Combining the effects of the vector type, the excessive dose, and the complications of having OTC, Jesse’s case was a perfect storm of converging events. Out of 4,000 gene therapy patients, Jesse is the only one whose death was caused by the viral vector. Nonetheless, the tragedy drew attention to numerous oversights and inadequate regulations which have led to stricter controls over clinical trials ever since.
Gene Therapy Today
After the catastrophe that killed Jesse Gelsinger in 1999, gene therapy trials have continued to forge ahead, but with tighter protocols in place to protect volunteers. Two-thirds of them take place in the US, followed by the UK and Germany. Even in 2018, nearly 30 years after the initial trial involving Ashi DeSilva, gene therapy is still an experimental technique requiring greater refinement and proof of safety in its many forms.
Number of Worldwide Gene Therapy Trials per Year Source: Journal of Market Access & Health Policy
Most gene therapies are now aimed at targeting cancer because of its widespread incidence and money-making potential. The second most popular target for gene therapy is monogenic disease, or any disease caused by a single-gene mutation, eg cystic fibrosis. Therapies for cardiovascular disease, infectious disease and inflammatory disease come after those.
Two different vector systems are used in gene therapy today: viral and non-viral. Retrovirus and adenovirus are still among the top used in viral vectors. Non-viral vectors include chemical and physical systems like cationic liposomes, particle bombardment, electroporation and ultrasound. These are less efficient but their availability and cost-effectiveness make them extremely useful.

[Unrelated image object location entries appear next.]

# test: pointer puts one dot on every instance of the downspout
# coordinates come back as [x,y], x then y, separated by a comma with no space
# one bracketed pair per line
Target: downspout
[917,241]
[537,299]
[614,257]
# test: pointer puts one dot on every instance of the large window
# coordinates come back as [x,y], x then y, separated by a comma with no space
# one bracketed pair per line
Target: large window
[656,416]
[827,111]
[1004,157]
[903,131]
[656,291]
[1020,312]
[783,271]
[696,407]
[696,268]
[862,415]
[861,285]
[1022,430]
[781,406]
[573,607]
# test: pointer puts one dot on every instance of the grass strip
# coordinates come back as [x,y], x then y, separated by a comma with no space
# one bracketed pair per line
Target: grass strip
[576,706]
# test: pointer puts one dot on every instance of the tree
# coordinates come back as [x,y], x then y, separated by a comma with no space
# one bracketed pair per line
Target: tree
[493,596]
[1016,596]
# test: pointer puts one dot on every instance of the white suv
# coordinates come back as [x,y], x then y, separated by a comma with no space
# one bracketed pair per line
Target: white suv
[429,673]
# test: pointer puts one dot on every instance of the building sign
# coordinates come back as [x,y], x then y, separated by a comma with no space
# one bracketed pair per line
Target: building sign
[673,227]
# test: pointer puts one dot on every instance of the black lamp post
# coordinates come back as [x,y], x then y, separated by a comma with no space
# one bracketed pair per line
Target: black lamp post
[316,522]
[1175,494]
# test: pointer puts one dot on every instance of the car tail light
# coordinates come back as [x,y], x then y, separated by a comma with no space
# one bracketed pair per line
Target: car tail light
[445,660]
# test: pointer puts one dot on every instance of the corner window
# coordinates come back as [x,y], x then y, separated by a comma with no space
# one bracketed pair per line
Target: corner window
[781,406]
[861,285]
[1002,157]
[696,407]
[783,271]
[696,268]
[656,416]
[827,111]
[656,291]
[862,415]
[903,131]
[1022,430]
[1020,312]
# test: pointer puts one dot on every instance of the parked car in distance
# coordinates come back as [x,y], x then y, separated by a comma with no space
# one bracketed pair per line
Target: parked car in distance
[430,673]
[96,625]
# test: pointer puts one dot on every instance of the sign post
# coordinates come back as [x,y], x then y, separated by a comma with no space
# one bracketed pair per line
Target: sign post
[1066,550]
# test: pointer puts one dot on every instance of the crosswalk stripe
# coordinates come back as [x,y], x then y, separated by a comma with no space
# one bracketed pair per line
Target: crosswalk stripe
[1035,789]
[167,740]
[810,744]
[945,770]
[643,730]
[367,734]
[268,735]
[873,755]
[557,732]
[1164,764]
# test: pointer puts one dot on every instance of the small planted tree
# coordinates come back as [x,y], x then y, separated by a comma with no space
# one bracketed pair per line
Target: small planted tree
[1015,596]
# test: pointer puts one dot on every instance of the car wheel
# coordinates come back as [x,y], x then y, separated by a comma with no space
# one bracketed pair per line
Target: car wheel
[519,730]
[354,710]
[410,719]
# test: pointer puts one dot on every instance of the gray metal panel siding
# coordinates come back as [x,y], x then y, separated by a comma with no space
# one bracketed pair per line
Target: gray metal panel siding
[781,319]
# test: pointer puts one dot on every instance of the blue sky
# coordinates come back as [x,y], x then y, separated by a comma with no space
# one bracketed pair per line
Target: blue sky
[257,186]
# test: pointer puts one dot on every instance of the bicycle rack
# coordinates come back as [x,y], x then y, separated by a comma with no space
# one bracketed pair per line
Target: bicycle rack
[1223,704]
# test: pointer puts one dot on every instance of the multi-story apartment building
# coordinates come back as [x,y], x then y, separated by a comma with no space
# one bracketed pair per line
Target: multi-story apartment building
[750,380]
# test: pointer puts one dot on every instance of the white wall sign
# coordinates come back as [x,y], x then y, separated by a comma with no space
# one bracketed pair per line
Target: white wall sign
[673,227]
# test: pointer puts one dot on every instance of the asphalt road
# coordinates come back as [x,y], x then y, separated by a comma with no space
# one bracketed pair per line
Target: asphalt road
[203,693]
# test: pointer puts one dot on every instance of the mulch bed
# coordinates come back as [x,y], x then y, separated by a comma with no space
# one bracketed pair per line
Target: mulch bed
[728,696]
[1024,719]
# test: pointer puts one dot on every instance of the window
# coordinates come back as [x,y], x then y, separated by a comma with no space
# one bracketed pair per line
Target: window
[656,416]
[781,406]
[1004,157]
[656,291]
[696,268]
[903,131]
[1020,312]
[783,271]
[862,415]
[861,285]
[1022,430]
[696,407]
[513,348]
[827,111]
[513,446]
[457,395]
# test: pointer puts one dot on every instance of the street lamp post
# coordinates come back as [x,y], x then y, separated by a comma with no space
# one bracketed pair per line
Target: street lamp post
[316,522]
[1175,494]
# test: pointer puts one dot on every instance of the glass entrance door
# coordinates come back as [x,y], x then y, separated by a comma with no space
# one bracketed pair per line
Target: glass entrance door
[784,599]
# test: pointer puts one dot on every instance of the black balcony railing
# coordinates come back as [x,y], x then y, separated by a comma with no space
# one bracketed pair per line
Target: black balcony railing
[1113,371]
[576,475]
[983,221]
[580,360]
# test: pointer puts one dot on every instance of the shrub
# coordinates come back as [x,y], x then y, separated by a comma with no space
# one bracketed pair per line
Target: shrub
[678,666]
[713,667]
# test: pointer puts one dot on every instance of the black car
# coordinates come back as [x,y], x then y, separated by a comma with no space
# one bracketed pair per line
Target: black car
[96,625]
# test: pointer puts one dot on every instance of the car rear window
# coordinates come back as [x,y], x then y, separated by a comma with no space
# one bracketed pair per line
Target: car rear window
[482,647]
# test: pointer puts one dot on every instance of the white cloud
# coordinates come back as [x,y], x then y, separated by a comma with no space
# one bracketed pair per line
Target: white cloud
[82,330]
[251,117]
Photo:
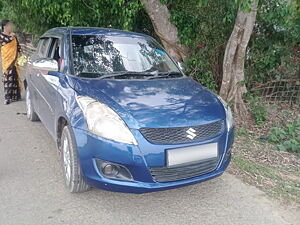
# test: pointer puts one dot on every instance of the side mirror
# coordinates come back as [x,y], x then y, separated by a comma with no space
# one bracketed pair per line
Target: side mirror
[182,66]
[47,64]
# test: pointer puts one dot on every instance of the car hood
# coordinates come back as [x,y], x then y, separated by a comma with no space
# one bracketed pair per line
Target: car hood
[154,103]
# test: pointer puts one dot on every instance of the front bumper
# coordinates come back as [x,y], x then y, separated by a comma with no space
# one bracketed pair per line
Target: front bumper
[138,159]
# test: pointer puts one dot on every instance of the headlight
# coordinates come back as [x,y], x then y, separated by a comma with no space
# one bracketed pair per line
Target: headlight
[104,122]
[229,117]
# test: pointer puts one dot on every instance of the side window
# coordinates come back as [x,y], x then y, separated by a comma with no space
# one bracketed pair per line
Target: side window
[54,49]
[43,47]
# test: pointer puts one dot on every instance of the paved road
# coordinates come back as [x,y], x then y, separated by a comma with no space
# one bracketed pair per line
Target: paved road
[32,190]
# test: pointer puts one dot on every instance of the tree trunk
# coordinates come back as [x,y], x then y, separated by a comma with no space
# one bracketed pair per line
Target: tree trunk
[233,86]
[165,30]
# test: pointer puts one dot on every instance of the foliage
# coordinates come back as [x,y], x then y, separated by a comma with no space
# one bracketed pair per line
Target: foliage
[287,138]
[204,26]
[259,111]
[273,50]
[37,16]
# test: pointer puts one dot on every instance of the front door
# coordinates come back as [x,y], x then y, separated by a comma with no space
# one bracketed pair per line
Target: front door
[47,85]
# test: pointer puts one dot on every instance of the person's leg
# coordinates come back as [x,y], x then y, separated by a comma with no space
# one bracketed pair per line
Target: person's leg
[14,87]
[6,83]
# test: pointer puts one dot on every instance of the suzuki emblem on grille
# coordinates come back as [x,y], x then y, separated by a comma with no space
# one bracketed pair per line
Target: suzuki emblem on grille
[191,133]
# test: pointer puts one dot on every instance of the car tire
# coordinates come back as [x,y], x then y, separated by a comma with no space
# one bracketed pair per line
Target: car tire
[71,167]
[31,114]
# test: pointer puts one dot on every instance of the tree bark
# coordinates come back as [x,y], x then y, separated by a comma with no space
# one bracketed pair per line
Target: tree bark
[165,30]
[233,86]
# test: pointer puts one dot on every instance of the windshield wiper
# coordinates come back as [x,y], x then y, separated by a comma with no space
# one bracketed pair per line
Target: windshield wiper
[166,75]
[127,73]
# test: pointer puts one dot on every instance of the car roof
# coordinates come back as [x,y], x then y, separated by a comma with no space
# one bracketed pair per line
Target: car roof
[91,31]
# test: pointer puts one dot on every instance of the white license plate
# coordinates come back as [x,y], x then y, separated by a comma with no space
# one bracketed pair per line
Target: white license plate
[191,154]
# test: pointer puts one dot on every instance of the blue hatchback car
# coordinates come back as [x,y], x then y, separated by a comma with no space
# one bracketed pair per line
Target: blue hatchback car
[124,116]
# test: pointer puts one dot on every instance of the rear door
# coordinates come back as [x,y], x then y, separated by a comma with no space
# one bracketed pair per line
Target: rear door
[34,74]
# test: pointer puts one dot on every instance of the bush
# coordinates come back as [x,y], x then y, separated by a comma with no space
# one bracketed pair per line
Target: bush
[258,110]
[287,138]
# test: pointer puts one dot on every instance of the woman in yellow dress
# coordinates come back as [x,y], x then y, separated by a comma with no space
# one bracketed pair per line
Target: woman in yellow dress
[10,49]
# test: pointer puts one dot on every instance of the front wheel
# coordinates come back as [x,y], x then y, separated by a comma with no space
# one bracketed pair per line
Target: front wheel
[71,166]
[31,114]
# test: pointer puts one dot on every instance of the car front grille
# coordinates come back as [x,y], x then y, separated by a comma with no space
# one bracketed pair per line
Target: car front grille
[179,135]
[184,171]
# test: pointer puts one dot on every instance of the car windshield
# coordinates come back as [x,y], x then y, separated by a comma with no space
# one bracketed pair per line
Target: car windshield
[102,56]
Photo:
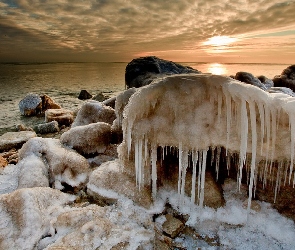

In fact, the largest challenge faced in gene therapy is how to deliver the new genes into the patient’s cells. Different cells are responsible for different jobs, and only a subset may be involved in disease (for example Ashi’s white blood cells, or Jesse’s liver cells) so gene therapy need only target the affected cells. However, when a virus is introduced, the body responds as a whole with an immune response, which can be life-threatening. There are other vector problems too, including dose-related toxicity, pre-existing neutralising antibodies, and insufficient gene expression. Researchers are working to re-engineer next generation viruses to ensure the safety and efficacy of gene therapy.
For all its challenges and setbacks, gene therapy is considered a very promising treatment for numerous disabling and otherwise incurable diseases. Investment is growing and regulators are creating specific rapid access paths, providing hope for doctors and patients. While Jesse Gelsinger lost his life to gene therapy, thousands – even millions – may one day owe their lives to it.